The vulnerabilities listed are very similar to those faced by other countries and is reminiscent to those faced by older, slower adapting companies.  Poor security practices surrounding devices and systems dealing with the Internet of Things (IoT) and unpatched systems tops the list, followed by insufficient cybersecurity protocols and the sheer amount of hacking resources currently available throughout the marketplace (both in commercial and black markets).

The UK’s Cybersecurity Strategy is looking to impact the current landscape in four major ways.  The first of which is a market incentive.  The UK government is looking for private and public sector companies to collaborate to develop better cybersecurity products.  However, there is a bit of tension in the wording within the document as there is also talks of tightening regulations.  Furthermore, noticeable was the absence of any mention of the EU’s Information Security Directive.  Brexit still has not technically happened, and as such the UK is compelled to meet the requirements stipulated in the directive until it finally makes its exit.

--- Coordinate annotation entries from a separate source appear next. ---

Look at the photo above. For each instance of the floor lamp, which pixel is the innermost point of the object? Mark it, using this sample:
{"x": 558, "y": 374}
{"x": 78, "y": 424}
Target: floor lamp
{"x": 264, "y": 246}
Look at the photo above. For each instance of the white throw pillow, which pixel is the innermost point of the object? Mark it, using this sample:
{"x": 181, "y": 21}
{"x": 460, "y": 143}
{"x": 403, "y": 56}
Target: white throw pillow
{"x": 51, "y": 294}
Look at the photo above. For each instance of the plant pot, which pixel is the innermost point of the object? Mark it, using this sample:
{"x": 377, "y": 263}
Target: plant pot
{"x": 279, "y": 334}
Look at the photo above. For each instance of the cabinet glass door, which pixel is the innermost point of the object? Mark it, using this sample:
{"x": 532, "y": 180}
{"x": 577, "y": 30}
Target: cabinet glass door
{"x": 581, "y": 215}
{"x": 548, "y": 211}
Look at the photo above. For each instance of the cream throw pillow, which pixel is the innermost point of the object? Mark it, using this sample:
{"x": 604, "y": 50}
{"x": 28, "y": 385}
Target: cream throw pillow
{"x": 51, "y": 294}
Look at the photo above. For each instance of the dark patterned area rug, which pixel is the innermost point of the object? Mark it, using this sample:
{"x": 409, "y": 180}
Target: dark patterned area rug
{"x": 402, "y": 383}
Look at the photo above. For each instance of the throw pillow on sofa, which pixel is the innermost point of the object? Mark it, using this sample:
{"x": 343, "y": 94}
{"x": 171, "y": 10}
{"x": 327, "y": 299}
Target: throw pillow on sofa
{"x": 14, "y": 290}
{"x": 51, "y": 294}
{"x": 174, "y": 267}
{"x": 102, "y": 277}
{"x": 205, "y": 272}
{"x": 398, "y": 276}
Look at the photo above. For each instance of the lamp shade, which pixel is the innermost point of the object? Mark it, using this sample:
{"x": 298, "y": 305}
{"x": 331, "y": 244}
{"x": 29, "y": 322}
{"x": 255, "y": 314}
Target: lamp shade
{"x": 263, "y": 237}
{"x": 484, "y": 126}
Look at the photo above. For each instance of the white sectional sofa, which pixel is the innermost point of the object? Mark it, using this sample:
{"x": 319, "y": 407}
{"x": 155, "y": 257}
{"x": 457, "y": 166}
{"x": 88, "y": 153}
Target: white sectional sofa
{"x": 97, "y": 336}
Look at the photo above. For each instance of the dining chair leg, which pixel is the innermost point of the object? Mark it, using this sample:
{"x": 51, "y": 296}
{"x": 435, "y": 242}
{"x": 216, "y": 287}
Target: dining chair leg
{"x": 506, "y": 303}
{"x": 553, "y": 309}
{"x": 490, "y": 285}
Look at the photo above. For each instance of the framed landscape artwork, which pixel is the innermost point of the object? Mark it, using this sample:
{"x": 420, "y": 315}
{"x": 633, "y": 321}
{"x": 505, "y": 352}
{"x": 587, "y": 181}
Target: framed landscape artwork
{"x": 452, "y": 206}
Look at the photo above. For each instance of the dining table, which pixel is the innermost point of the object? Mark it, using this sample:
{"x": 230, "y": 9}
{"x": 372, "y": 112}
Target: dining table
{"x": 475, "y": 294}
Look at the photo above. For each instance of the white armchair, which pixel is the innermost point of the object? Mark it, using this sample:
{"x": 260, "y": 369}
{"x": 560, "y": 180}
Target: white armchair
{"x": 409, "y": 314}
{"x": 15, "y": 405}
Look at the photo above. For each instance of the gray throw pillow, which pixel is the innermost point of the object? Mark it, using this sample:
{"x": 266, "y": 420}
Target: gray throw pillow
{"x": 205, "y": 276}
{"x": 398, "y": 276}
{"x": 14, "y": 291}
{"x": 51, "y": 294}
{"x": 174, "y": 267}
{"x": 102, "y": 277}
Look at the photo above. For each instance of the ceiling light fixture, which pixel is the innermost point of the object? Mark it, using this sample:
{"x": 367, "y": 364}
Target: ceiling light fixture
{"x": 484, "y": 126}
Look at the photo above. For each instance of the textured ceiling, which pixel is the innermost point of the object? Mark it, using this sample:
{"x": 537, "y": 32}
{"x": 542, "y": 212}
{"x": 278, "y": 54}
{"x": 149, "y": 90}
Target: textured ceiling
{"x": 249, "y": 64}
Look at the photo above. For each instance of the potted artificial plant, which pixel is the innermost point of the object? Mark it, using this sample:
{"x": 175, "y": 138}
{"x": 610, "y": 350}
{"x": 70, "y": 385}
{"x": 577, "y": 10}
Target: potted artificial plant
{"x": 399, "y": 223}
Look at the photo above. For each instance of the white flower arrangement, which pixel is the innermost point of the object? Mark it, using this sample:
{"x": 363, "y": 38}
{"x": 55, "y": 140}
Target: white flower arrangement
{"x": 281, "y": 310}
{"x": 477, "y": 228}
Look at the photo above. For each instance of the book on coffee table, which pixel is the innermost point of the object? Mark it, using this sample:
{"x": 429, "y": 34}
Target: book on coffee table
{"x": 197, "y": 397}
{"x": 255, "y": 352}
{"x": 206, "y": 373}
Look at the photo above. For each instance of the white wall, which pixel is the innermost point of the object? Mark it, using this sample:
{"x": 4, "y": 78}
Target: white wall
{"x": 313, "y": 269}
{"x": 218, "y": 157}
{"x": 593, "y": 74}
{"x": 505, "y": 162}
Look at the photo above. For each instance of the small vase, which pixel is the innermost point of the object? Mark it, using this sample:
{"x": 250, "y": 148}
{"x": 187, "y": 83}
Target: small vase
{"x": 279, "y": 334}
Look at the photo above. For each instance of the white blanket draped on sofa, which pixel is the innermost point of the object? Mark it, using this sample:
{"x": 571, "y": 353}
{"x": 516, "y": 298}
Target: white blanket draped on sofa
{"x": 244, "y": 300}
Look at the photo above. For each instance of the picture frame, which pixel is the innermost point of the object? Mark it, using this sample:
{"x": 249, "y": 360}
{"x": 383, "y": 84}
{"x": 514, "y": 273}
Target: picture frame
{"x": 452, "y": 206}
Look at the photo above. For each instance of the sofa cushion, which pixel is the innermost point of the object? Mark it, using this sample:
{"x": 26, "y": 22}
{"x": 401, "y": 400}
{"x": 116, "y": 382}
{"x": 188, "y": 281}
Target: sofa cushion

The term “active cyber defense” also made an appearance in the strategy.  Usually a point of controversy, it allows countries or companies to react and retaliate to a cyberattack by hacking back or counterhacking.  However, in their document the UK government insists that this is not the case.  Instead, it assures the public that it is simply referring to a series of steps and protocols such as DNS filtering, botnet targeting, and phishing prevention strategies, that they will be employing to bolster UK internet service defenses.

The government also brought up the National Offensive Cyber Program and is perhaps looking to allocate more budget towards it.  Not much was said about what the program will entail and how it will be used.  However, the UK will be deploying it to determine if an attack was state sponsored or not.  The UK is one of the few Western countries that has not publicly accused another nation of committing a cyberattack.  The National Offensive Cyber Program may change that.

Finally, and perhaps most profoundly, the released strategy states a need for the development of cryptography “developed in the UK, by British nationals.”  This statement further pushes the antitrust sentiment that the UK has put on the main stage with the Brexit.  However, it can also be a response to the controversy surrounding some of its Five Eyes partners, most notable the United States.  Nonetheless, the UK is looking to make this a top priority and wants their very own security software.  The UK is one of the few countries that has a literal moat surrounding it, now it aims to create a digital one as well.